4. the financial implications of the Bill (as set out in Part 2 of the Explanatory Memorandum

·         The minister may wish to consider if the introduction of the Ministerial Adviser will impact on the funding for existing Domestic Abuse Co-ordinators who play a vital role in ensuring a co-ordinated response to domestic abuse issues locally.

·         All sectors are facing reductions in funding – some of the requirements of this Bill may be difficult to achieve and impact on funding/resources available to provide services for vulnerable people, especially given that many services operate with external Grant funding, none of which is currently either secure or sustainable. There needs to be a corresponding funding injection to ensure the support services can cope with increased demand.

·         We would support a consistent approach to the training of professionals across Wales via a National Training Framework, but would ask that a centralised funding resource is tailored to take into account of local needs and ensure that ALL relevant staff are able to be released to attend this training. There can be significant resource issues in schools, for example, where cover is required for teachers to be released to attend training.  Due to the current inconsistent approach to provision of services, a one-size-fits-all approach will not work initially but is something to aspire to within the strategy and across Wales. Much of the training already in existence is delivered locally by the Domestic Abuse Co-ordinators as an integral part of their role at no cost to attendees. Consideration could be given to expanding this remit as a potential option to help keep costs down.

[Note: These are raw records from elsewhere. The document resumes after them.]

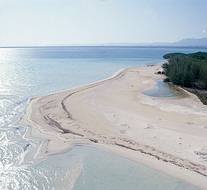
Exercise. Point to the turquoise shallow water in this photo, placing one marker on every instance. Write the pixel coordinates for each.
(28, 72)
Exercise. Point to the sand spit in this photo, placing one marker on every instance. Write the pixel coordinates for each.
(114, 113)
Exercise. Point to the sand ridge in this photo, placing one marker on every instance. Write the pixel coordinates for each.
(116, 113)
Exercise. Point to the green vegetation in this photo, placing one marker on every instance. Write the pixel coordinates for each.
(188, 70)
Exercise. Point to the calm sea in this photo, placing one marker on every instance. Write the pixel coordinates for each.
(28, 72)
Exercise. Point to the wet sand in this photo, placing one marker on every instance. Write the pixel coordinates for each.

·         Potential increase in reporting via “Ask and Act” could place more demand on services that are already reduced and financially stretched as outlined above.

·         With regard to “Ask and Act”, apart from the capital costs, intensive training and support will be required to build the confidence of staff and also to ensure that the infrastructure is in place to support staff to deal appropriately with disclosures.


5. the appropriateness of the powers in the Bill for Welsh Ministers to make subordinate legislation (as set out in Chapter 5 of Part 1 of the Explanatory Memorandum).

These powers appear to be reasonable.